Tuesday, August 11th, 2009
Parthenon Animated Clip
Earlier this summer I posted about how the Elgin Marbles controversy has been reignited with the opening of the new Acropolis Museum. It seems like the flames keep getting fanned as the summer waxes on. Currently, the Acropolis Museum is showing screenings of a short animated clip by Costa Gavros. This clip shows the history of the Parthenon, which culminates with Lord Elgin’s workers hacking metopes and pediment sculptures off of the facade. Excerpts of Lord Byron’s poem “The Curse of Minerva” is read by a narrator at the end of the clip (Byron wrote this satiric poem in 1811, when Lord Elgin was still removing marbles off of the Parthenon).
You can bet that this screening is a not-so-subtle hint that the Acropolis Museum wants their sculptures back. You can watch the clip here:
I don’t know if this clip has sparked much dialogue between the Greeks and Brits yet, but it has attracted attention and controversy. Recently, the Orthodox Church complained about the depictions of Christians destroying images in the film, and asked that 12 seconds of the film be removed. Later, it was decided that the film would remain unedited.
What do you think of the clip? I think fun to see a visual history of the Parthenon, even if the film agenda is biased.
It will be interesting to see if this Elgin Marbles debate ever ends.
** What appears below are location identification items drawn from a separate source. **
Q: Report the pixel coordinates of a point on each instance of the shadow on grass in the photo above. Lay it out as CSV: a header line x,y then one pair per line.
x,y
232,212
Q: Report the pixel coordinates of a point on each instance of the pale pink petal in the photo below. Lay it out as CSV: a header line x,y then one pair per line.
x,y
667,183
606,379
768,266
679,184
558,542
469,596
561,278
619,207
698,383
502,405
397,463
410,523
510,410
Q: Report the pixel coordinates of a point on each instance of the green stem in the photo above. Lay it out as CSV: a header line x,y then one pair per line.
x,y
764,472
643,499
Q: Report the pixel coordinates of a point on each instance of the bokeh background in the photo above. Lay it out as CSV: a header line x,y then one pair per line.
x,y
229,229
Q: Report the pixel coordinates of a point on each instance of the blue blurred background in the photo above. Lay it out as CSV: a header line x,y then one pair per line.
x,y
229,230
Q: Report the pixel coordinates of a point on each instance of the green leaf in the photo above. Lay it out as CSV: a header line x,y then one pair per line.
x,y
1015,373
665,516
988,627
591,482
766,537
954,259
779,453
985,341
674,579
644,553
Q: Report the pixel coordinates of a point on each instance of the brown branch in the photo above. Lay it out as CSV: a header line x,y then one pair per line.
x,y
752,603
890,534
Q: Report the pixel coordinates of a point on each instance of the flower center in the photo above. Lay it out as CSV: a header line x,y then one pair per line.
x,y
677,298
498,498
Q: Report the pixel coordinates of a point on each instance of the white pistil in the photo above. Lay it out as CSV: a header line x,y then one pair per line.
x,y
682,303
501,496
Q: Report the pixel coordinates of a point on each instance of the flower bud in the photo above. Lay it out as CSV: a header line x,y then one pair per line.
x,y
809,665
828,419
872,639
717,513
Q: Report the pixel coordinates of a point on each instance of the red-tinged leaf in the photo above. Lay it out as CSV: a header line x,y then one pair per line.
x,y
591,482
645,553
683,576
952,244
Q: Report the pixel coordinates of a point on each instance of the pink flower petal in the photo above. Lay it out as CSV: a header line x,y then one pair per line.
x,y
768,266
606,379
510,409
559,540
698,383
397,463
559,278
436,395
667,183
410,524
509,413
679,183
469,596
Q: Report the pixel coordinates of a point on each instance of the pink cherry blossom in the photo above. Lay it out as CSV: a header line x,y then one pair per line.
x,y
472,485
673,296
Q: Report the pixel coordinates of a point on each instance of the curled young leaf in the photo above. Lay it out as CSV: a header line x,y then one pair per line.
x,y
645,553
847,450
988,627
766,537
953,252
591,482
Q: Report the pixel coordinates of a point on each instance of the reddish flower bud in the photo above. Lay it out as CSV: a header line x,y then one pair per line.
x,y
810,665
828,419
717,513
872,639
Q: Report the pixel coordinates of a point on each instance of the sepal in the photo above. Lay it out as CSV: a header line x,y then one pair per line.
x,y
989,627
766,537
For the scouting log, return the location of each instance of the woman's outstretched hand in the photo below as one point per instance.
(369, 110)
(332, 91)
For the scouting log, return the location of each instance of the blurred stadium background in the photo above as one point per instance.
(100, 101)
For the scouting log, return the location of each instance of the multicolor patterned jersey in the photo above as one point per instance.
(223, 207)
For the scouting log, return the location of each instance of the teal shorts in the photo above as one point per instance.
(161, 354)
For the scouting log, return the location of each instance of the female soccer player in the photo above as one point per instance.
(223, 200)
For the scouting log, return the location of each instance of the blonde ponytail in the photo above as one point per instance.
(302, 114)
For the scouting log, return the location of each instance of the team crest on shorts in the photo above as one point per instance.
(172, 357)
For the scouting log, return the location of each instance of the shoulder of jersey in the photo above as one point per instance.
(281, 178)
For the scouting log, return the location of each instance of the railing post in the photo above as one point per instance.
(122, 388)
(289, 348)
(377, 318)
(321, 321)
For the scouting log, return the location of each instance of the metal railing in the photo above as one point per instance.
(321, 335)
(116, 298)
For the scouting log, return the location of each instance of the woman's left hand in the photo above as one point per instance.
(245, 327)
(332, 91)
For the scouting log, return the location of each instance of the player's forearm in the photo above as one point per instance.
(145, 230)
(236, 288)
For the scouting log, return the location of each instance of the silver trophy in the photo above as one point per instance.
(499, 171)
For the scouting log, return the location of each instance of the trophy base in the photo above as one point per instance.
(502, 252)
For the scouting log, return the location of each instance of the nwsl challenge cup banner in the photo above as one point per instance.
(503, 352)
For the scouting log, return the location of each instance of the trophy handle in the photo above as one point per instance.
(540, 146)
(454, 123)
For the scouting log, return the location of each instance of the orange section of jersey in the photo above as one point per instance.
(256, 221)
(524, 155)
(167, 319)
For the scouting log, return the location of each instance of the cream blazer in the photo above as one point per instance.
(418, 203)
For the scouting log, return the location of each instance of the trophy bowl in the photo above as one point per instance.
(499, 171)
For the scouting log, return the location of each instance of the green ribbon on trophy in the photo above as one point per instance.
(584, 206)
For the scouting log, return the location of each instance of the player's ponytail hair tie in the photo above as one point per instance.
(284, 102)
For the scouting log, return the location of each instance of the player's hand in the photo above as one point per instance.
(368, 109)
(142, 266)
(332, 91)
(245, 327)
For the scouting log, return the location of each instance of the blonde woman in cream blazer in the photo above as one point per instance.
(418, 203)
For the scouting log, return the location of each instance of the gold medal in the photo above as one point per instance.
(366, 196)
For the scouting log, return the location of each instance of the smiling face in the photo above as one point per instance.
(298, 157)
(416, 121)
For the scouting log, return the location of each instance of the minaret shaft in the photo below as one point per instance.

I don’t think that either side is backing down or willing to reach a consensus as to where the statues should remain. It’s a never-ending battle. It kind of reminds me of when Jack Sparrow and Barbossa are locked in an eternal sword fight at the end of Pirates of the Caribbean: The Curse of the Black Pearl. Each side keeps on attacking and jabbing, but no progress is made towards ending the fight.